CASPASE‐1 ACTIVATION IS CRITICAL FOR ENDOTHELIAL ACTIVATION AND EARLY ATHEROGENESIS

Abstract

We hypothesized that caspase‐1(casp1)/inflammasome in endothelial cells (ECs) as the innermost cells exposed to circulation can sense hyperlipidemia as a danger signal in early atherosclerosis and initiate EC activation.

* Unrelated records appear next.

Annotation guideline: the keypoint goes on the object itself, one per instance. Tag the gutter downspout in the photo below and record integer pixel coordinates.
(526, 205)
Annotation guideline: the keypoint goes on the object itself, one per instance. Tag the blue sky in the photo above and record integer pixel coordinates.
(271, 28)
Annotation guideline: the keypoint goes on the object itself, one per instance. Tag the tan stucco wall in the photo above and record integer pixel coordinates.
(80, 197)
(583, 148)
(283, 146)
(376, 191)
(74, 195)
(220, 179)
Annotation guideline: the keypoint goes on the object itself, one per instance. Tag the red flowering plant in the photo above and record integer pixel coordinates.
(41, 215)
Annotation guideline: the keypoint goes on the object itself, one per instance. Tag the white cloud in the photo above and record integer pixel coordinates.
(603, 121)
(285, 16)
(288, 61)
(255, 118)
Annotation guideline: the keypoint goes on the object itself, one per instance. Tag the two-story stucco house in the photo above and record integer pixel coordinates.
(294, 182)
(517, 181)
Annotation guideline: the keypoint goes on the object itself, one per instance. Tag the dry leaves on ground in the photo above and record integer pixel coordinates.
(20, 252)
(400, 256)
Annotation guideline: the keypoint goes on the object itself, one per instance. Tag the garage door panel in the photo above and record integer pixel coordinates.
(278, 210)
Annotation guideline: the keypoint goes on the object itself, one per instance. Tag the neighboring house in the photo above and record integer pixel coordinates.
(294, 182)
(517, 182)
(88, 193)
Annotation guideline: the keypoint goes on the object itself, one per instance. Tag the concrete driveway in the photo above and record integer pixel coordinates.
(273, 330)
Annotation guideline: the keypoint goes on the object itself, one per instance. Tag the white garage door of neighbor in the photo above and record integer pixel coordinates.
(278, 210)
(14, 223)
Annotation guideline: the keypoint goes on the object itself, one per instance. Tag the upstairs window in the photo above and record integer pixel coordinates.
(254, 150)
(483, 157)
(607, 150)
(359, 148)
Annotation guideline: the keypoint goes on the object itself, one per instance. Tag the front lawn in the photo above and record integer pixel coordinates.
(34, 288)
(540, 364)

Our data demonstrated that: 1) early hyperlipidemia induced casp‐1 expression and activation in mouse aorta in apolipoprotein E (ApoE)−/− mice with high fat (HF) diet; 2) proatherogenic oxidized low density lipoprotein(ox‐LDL), two oxLDL active components, such as lysophosphatidylcholine and lysophosphatidic acid, induced casp‐1 activation in human aortic ECs (HAECs); 3) deficiency of casp‐1 attenuated oxLDL‐induced EC activation by inhibiting the up‐regulation of EC adhesion molecules including ICAM‐1, VCAM‐1 and E‐selectin in both mRNA and protein levels in primary mouse aortic ECs; 4) casp‐1 inhibitors attenuated oxLDL‐induced HAEC activation and monocyte adhesion to HAECs. We then generated the ApoE−/−/Casp‐1−/− double knockout mice, and found that the double knockout mice contained significantly less atherosclerotic lesion in mouse aortic arch and less CD11b+/F4/80‐monocyte and CD11b+/F4/80+ monocyte recruitments into mouse aorta. Collectively, our data have demonstrated for the first time that caspase‐1/inflammasome in ECs can sense early hyperlipidemia and become activated, drive EC activation, and promote monocyte recruitment and early atherosclerosis.